A snowball off a roof that slopes downward at an angle of 40degrees. The edge of the roof is 14 m above the ground and the snowball has a speed of 8 m/s as it rolls off the edge of the roof. If a 1.8 m tall man is standing 4 m from the top of the edge of the roof, will he be hit by the snowball? Give details.

Answer 1

the snowball's horizontal speed as it starts to fall is

8 cos 40° = 6.13 m/s

Since s = 1/2 at^2, it takes 1.69 seconds to fall 14 meters.

It takes only 1.58s to fall to the height of the man's head.

So the ball moves horizontally 6.13*1.58 = 9.69 meters. Looks like it will sail over the man's head.

Extra credit. How far above the man's head will the snowball be as it flies over?

Answer 2

To determine whether the man will be hit by the snowball, we need to analyze the horizontal and vertical motion of the snowball as it rolls off the roof.

First, let's break down the motion into its components:

Vertical motion: The snowball falls vertically downward due to the force of gravity. We can use the equation for vertical displacement:

𝑦 = 𝑣₀𝑡 + ½𝑎𝑡²

Here, 𝑦 represents the vertical displacement, 𝑣₀ is the initial vertical velocity (which is 0 m/s since the snowball is only rolling horizontally off the roof), 𝑎 is the acceleration due to gravity (-9.8 m/s²), and 𝑡 is the time.

Horizontal motion: The snowball rolls horizontally off the roof, so its horizontal displacement is given by:

𝑥 = 𝑣𝑥𝑡

Here, 𝑥 represents the horizontal displacement, 𝑣𝑥 is the horizontal velocity (which is constant and equal to 8 m/s), and 𝑡 is the time.

We need to find the time it takes for the snowball to reach the ground. To compute that, we'll use the vertical motion equation and set 𝑦 (vertical displacement) equal to the height of the roof.

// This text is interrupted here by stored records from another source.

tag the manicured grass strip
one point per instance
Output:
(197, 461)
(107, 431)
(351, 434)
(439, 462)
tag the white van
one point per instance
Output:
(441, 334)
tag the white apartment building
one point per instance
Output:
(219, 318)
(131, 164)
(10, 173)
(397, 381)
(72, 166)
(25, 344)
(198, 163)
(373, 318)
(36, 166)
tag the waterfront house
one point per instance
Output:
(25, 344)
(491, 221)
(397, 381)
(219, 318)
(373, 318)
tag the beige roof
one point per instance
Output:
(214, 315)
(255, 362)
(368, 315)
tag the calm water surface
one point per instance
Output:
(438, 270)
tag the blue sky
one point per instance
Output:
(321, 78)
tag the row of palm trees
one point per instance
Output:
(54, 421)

Since the edge of the roof is 14 m above the ground, we have:

14 = 0 + 0.5(-9.8)𝑡²

Simplifying the equation, we get:

0.5(-9.8)𝑡² = 14

Dividing by -4.9:

𝑡² = -14/(-4.9)

𝑡² = 2.8571

Taking the square root of both sides:

𝑡 ≈ 1.69 s

Now that we have the time it takes for the snowball to fall, we can use the horizontal motion equation to find the horizontal displacement. Since the snowball is rolling at a constant horizontal velocity of 8 m/s, we can substitute the values into the equation:

𝑥 = (8)(1.69)

𝑥 ≈ 13.52 m

The horizontal displacement of the snowball is approximately 13.52 m.

Now let's determine the position of the man. Since the man is standing 4 m from the top of the edge of the roof, his horizontal position can be expressed as:

𝑥ₘ = 4 m

Therefore, the horizontal distance between the snowball and the man is given by:

𝑥 - 𝑥ₘ = 13.52 m - 4 m

𝑥 - 𝑥ₘ ≈ 9.52 m

The horizontal distance between the snowball and the man is approximately 9.52 m.

Since the horizontal distance between the snowball and the man is greater than 0, we can conclude that the man will not be hit by the snowball.